Resistance and Flow

1426 Relax and Succeed - Our egos compete while our souls

Our sense of flow and psychological health emerges whenever we let go of our resistance to reality. This is why ‘stopping our thinking’ is not in practice the same as ‘being present.’ Our aim is not to defeat the ego, it’s to understand its role in reality.

The concept of ‘defeat’ is itself an ego-based belief. It implies a comparison. But to compare we need two entities, and peace is found by becoming One with all of reality, including our thinking. This is one of the trickiest and most subtle aspects of learning to live a more enlightened life.

What does our ego want? Certainty. Our ego doesn’t play a game, it tries to win. It’s entire focus is to establish certainty in the future. Living in too much ego is the basis of the current crises about anxiousness.

How can we walk around bragging that we could lift more weight, or earn more income, or have a more attractive spouse, or a bigger Box Office, or GDP if we haven’t acquired certainty by winning in some form of  comparative measurement? And by accepting that premise, we join in a dance with stress.

We’re happy to have won, but we struggle to compete. That is the up and down of our exalted and tormented emotional lives. Meanwhile, our soul loves it all.
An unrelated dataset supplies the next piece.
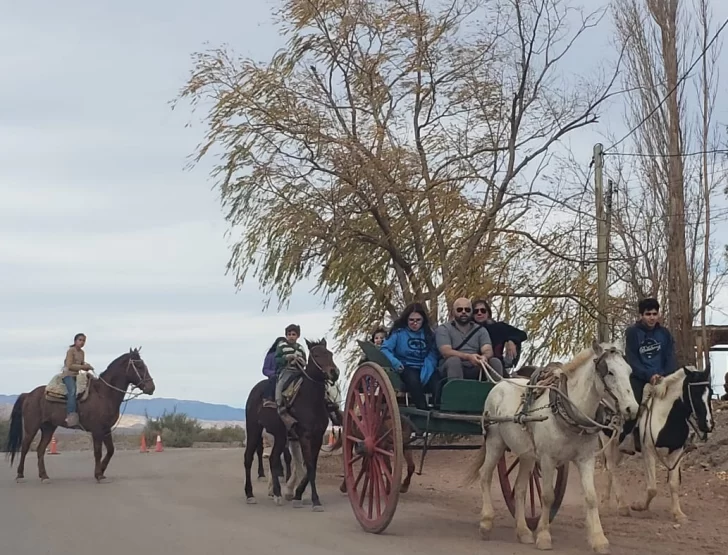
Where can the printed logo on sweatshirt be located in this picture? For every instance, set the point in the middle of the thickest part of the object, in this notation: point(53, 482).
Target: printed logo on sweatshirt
point(650, 348)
The ego seeks an identity that is defined in direct comparison to others. If I tell someone that I’m the President of the Pacific Ocean, no one holds any doors open for me because no one can recognize the comparison that gives my identity value.

If I tell someone I won The World Cup, or The Stanley Cup or The Superbowl (with the emphasis on ‘The,’ which is an identity), people can appreciate my victory and they will give me freedoms that they will not give me as the leader of a body of water.

This is the ebb and flow of reality. The ego struggles to compete to obtain some identity so that once it has, it can coast downhill for a while. Superbowl champions and box office champions have a lot of doors opened for them. This is why our egos will struggle at the gym to look good when we’re out. We’re competing for attention.

The ego constantly lives in an imagined future where it gets to enjoy the fruits of its labours. We know this imagined future as an attachment, or expectation.

Wanting anything, in the past or future will create suffering. We will need to struggle to pass school, to become mayor, or to win a championship. And yet our spirit lives for the experiences created by our acts of becoming. Our soul does not compete, it plays, it lives, it is. In this way our thriving and our struggle are tied together like yin and yang.

This is the crux of the paradox that comes clear once we understand.

Our soul is the sky, our egocentric thoughts are the weather. The aim of the sky is not to defeat the weather. It is simply to allow it be. Do not struggle as an ego to defeat your thinking. Stand as a witness to it. Our job is less to ‘stop thinking,’ and more to ‘grow aware of the nature of our resistance.’